I don't quite get the overall subsequence matching strategy you follow, but focusing on the code alone there are two things you can do to improve efficiency:

Having a sequenced index means that the expression
```
std::distance(get<1>(data).begin(),next)
```
runs in linear time. Define this index as random_access instead
```
typedef multi_index_container <
    float
  , indexed_by <
        ordered_non_unique<identity<float>>
      , random_access<>
    >
> Floats;
```
and the same expression will execute in constant time.
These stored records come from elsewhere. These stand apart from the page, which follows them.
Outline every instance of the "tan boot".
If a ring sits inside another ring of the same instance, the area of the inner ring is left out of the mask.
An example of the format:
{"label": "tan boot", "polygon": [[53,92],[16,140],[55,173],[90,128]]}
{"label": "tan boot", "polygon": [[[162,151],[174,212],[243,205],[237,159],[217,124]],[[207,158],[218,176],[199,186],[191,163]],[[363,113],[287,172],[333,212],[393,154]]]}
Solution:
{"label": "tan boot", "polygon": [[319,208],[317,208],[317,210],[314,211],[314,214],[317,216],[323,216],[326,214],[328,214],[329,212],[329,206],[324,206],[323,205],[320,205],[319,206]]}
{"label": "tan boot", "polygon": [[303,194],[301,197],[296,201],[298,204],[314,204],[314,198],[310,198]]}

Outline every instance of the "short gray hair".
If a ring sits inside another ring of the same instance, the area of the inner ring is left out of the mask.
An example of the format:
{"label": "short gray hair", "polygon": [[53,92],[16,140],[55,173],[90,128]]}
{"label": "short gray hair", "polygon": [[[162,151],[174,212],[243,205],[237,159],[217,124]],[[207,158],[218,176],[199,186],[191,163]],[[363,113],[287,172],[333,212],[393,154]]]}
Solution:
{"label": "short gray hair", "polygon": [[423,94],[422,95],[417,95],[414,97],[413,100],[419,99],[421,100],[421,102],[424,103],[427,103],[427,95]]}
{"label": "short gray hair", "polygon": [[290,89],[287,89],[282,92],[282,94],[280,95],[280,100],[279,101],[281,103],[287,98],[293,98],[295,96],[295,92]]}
I expect the resulting speedup wil be huge.
The code
```
lower=data.get<0>().lower_bound(*i-0.001);
upper=data.get<0>().lower_bound(*i+0.001);
```
looks inside the index twice; you can do it slightly more efficiently by bundling the two ops into one:
```
std::tie(lower,upper)=data.get<0>().range(
    [lo=*i-0.001](float x){return lo<=x;},
    [hi=*i+0.001](float x){return x<=hi;}
);
```
range coalesces the two lookups into one to the maximum extent possible (the internal rb-tree is walked down just once till the point where the two lookup paths diverge), which I expect will yield a modest improvement in performance (of course, you can only know for sure by measuring). The named captures [lo=*i-0.001] and [hi=*i+0.001] are only supported in C++14, if you just have C++11 you'll need to precalculate these values outside the lambda functions. BTW, the interval you get is not exactly symmetrical: to make it so, you should do upper=data.get<0>().upper_bound(*i+0.001).